E eu, lisonjeado, não pude me conter ao lhe responder:

– C’est mon frère, monsieur, le baron de Rondeau. [É meu irmão, senhor, o barão de Rondó]

Voltaire ficou muito surpreso, talez pelo fato de que o irmão daquele fenômeno parecesse uma pessoa tão normal, e se pôs a fazer-me perguntas, como:

– Mais c’est pour approcher du ciel, que votre frère reste là-haut? [Mas é para se aproximar do céu, que seu irmão fica lá no alto?]

– Meu irmão afirma – respondi – que aquele que pretende observar bem a terra deve manter a necessária distância. – E Voltaire apreciou muito a resposta.

– Jadis, c’était seulement la Nature qui créait des phénomènes vivants – concluiu –; maintenant c’est la Raison. [Antes, era somente a Natureza quem criava fenômenos vivos; agora é a Razão] – E o velho sábio mergulhou de novo na conversa das suas hipócritas teístas” (pp. 157-158).

O episódio brinca com as recepções realizadas nos palácios parisienses, frequentemente frequentadas por figuras como Voltaire. Houve leituras de obras, interpretações de peças musicais e teatrais, cortejo de moças e muita comida e bebida. Mesmo nesses lugares as idéias mais recentes foram discutidas, como Voltaire faz nesta passagem, quando faz uma pequena observação sobre a criação da Razão, que substitui a Natureza. Aqui vale lembrar a ideia de que uma pessoa nasce no século XVIII (essa ideia é de Michel Foucault e está em Les mots et les choice [Palavras e Coisas]), ou seja, é nesse momento que um ser vê a si mesmo como pessoa, como um ser diferente dos outros seres, ou seja, dotado de Razão (é uma ideia que surge já naquele período do Renascimento, na Itália, mas permanece pouco desenvolvida até o Iluminismo).

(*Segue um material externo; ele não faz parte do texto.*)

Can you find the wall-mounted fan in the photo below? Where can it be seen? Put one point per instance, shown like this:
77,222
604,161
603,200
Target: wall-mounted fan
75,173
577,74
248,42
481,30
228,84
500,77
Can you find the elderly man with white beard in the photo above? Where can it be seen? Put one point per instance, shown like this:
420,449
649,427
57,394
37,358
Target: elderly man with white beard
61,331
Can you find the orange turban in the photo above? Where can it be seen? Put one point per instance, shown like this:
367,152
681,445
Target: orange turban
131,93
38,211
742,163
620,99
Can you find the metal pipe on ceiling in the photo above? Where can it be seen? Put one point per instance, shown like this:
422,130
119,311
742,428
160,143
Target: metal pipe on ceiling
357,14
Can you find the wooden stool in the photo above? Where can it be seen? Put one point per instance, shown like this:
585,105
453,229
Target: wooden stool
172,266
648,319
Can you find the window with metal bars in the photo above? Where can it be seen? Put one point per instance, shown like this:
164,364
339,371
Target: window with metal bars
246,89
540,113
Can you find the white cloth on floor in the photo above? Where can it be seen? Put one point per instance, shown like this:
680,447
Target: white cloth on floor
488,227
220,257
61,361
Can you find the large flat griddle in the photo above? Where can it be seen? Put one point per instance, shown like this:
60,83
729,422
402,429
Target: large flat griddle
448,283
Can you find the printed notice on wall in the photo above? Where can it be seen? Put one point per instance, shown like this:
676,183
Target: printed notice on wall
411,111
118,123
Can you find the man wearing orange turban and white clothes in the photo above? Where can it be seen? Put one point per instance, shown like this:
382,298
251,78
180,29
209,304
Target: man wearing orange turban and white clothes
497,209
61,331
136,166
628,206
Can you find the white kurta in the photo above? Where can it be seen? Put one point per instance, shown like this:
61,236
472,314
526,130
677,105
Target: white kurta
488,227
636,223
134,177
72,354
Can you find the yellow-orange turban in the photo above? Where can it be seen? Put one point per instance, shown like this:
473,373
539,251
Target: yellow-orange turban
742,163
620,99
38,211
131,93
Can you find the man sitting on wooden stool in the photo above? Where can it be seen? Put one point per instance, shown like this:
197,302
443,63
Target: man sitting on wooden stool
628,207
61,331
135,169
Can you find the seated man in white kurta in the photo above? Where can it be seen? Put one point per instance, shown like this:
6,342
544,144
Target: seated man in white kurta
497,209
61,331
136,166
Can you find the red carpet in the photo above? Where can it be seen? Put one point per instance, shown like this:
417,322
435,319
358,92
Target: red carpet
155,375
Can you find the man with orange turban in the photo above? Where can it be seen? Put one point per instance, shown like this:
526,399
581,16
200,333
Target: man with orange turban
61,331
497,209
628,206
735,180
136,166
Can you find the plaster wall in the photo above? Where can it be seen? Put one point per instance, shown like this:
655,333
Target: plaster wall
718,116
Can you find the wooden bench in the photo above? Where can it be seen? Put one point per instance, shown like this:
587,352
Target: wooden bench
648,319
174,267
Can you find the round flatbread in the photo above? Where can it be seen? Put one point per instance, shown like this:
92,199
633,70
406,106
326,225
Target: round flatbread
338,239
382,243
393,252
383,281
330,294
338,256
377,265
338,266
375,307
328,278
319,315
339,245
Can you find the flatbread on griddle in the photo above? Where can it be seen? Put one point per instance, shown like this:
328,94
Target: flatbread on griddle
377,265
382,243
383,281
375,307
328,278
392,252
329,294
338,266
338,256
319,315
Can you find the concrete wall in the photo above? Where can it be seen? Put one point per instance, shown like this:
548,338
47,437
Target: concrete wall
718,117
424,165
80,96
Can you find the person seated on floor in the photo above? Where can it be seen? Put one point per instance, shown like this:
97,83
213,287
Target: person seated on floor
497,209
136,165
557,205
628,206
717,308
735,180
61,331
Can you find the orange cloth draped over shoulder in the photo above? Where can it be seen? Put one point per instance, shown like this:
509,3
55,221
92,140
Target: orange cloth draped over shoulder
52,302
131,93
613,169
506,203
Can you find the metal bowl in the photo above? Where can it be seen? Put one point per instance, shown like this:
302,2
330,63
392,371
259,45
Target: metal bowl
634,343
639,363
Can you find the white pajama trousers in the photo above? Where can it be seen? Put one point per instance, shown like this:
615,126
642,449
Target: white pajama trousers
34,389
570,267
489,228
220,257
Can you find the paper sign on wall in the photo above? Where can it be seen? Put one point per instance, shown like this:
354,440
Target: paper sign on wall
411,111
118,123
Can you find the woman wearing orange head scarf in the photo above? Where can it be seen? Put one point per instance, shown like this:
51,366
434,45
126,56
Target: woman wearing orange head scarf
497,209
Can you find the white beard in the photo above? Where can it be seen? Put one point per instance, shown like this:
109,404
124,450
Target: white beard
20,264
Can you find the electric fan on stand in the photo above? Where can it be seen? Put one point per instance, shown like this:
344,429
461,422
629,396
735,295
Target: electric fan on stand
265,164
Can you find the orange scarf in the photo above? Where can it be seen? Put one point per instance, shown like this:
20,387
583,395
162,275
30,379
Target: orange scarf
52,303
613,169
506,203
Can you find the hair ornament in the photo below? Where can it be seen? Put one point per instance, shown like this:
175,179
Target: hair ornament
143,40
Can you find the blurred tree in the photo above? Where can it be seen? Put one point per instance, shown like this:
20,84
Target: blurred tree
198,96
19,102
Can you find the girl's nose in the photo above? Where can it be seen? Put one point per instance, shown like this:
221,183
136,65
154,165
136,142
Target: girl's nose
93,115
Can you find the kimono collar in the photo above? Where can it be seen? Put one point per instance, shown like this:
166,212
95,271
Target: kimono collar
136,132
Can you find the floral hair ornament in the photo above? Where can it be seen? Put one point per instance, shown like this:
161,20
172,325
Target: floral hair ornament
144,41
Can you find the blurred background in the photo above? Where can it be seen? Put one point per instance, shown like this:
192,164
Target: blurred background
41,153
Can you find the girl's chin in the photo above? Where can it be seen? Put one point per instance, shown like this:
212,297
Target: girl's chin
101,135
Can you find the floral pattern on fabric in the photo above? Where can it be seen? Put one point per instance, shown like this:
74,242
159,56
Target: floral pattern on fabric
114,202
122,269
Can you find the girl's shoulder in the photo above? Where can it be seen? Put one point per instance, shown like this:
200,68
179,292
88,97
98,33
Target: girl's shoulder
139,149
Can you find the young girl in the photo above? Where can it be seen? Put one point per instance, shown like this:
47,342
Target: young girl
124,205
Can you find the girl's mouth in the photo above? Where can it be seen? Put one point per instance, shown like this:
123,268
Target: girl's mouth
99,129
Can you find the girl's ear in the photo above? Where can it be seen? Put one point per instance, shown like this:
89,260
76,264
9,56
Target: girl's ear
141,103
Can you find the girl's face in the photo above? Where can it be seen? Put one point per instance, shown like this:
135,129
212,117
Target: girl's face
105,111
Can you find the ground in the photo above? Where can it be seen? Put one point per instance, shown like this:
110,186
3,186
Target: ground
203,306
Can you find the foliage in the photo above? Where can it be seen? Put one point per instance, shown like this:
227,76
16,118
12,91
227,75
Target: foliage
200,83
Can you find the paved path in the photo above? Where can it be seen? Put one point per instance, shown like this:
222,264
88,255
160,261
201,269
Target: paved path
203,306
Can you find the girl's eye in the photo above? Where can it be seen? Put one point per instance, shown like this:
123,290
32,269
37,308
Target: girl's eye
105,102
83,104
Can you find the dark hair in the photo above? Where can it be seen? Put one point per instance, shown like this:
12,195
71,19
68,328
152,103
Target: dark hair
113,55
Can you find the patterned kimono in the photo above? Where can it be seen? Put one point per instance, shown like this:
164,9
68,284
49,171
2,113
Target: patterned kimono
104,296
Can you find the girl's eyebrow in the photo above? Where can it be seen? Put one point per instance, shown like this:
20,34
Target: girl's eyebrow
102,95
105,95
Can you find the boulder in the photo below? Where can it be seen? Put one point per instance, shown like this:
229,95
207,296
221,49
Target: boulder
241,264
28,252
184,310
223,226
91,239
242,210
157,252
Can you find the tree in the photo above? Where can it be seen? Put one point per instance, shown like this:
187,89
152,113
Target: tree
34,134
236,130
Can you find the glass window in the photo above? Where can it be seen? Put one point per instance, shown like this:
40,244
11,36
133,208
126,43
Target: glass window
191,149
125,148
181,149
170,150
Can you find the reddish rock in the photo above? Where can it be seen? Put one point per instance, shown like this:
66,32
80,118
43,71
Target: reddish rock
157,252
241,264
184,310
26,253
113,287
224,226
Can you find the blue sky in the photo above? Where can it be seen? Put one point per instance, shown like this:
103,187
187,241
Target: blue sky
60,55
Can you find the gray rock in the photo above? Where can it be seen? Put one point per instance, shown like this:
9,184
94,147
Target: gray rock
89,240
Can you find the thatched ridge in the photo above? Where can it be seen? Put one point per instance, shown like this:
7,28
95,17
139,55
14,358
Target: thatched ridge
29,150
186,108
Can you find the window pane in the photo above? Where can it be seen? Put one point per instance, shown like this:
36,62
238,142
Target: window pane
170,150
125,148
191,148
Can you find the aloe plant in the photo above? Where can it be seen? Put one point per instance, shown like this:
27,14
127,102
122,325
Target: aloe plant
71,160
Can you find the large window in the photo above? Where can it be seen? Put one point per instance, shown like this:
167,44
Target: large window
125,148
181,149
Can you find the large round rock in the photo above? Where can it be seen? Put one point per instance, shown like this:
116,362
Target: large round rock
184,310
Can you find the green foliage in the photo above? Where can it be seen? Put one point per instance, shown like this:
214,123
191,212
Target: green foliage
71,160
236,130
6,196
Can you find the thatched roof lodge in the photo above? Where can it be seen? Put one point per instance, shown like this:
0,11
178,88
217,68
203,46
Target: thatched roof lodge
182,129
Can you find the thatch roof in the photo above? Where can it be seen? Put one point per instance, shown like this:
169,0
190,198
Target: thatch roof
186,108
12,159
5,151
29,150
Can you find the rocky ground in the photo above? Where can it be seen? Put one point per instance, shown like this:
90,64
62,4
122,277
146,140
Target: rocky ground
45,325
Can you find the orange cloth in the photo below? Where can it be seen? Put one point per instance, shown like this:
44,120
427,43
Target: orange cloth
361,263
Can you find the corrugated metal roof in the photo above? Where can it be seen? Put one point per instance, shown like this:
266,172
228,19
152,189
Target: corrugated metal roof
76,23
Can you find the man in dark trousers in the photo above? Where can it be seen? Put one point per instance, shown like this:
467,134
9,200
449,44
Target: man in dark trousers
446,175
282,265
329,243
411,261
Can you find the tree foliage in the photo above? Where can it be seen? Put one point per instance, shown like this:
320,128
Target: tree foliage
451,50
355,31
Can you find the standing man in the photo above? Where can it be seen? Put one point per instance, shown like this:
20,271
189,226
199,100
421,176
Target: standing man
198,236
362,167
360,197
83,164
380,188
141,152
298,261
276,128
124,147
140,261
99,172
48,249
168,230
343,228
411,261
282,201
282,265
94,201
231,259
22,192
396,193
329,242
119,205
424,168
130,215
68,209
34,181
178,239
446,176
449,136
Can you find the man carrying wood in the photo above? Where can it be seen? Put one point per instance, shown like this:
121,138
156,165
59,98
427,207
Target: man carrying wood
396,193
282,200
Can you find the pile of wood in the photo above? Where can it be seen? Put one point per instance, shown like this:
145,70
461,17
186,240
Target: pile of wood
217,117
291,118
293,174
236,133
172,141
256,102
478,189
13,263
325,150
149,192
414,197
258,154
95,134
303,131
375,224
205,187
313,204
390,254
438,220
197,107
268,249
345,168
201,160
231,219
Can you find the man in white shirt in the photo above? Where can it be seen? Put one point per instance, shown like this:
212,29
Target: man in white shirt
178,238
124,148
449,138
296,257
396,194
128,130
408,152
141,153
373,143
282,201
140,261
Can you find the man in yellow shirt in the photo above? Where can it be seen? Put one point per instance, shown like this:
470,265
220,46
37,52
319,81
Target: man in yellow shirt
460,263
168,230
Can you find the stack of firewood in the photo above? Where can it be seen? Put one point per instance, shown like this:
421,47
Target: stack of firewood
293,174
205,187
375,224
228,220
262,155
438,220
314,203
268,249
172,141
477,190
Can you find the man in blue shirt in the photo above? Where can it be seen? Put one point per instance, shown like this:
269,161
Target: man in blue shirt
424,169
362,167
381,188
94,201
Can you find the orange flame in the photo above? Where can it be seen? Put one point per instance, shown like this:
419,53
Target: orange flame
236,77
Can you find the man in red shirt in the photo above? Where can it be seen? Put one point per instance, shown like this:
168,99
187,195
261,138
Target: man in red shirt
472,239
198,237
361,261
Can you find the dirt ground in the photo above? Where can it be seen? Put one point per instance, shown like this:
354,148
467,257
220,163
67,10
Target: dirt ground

Depois houve episódios da Revolução Francesa, que o barão das árvores decidiu apoiar. Ele conhece os soldados de Napoleão e depois os soldados russos, que seguiram os passos do exército ocidental derrotado pelo frio da Rússia e recuaram.

Cosimo passou por outras aventuras como combate a piratas e incêndios. Foi declarado bobo e filósofo... Também se apaixonou, mas só quem já leu o livro saberá dessa parte, pois uma das partes mais tocantes não pode faltar nessa simples resenha.